I'm exploring Tenuvault as an option to back up my Intune configurations, which utilizes an Azure storage account for this purpose. This raises a concern for me; if a threat actor gains control of a Global Administrator (GA) account, they could potentially change or delete Azure resources. I'm wondering about the best ways to protect my Azure resources to ensure my backups remain intact. One idea I've had is to create the resources through an Emergency Admin account, which is more secure and FIDO2-protected.
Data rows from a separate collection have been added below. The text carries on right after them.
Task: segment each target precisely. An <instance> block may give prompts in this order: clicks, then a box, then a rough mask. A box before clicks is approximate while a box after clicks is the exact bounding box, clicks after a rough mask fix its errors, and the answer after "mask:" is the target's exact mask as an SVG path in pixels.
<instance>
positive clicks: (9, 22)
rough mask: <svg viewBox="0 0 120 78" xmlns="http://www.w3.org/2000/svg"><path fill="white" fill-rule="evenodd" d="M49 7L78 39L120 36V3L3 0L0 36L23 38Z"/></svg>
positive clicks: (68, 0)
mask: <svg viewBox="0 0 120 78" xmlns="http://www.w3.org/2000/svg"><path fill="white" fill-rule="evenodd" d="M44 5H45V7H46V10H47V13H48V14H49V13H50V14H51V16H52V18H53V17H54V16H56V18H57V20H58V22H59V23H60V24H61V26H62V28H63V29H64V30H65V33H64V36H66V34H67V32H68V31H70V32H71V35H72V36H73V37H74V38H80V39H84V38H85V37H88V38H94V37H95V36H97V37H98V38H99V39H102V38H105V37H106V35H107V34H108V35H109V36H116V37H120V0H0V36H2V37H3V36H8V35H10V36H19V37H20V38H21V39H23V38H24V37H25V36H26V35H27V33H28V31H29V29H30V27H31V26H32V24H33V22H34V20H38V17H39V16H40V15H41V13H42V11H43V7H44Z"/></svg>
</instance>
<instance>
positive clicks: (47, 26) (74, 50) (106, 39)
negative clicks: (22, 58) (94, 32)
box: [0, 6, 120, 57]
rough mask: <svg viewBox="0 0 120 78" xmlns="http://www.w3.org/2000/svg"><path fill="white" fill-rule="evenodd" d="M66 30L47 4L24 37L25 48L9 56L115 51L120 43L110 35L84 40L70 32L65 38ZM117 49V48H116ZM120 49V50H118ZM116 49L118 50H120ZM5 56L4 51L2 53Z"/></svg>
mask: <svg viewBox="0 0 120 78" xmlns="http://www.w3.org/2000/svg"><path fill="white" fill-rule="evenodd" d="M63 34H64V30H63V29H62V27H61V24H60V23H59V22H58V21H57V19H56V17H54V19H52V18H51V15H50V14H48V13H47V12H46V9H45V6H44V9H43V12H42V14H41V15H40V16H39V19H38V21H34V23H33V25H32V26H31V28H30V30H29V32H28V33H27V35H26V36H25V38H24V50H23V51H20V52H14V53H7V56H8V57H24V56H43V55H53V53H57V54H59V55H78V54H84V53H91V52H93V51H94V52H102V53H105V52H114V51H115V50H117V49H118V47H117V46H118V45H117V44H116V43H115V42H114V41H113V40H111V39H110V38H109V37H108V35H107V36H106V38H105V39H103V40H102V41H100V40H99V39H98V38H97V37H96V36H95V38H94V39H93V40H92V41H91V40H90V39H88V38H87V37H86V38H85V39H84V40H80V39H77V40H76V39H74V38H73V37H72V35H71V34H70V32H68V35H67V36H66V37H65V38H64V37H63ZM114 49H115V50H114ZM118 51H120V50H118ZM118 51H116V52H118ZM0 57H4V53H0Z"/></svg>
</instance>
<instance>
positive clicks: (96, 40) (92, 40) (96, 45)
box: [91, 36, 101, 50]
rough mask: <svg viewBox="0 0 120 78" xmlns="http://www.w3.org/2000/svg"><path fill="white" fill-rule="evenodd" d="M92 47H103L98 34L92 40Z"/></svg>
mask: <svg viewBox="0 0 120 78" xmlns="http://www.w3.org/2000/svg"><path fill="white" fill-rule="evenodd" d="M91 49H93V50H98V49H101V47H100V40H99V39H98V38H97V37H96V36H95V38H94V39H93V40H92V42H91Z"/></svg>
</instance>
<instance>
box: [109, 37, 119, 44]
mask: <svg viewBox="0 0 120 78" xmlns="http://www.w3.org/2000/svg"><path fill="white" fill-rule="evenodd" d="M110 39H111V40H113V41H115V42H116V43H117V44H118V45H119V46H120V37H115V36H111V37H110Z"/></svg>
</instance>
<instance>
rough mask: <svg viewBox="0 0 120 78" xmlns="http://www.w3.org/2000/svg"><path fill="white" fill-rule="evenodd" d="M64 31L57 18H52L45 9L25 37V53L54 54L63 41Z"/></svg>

My thinking is that even if someone compromised the GA account, they wouldn't be able to delete the backup if only the Emergency Admin account has ownership. But I'm not entirely sure if that's the best approach or if I'm being overly cautious. Would it be safe to create backups with my separate GA account instead? I would appreciate any advice on this!
1 Answer
Using Azure Backup Vaults is a solid way to secure your storage. Locking the Backup Vault can prevent it from being deleted, which is a key step. Additionally, you can enable immutable policies on the storage account, although they don't completely protect against subscription loss. Just keep in mind that if a threat actor gains access to the GA account, they might have a harder time if these protections are in place!
That's a great point! It sounds like having dual backups, as you mentioned, would add another layer of security. We're already doing dual backups in our setup. Thanks for the info!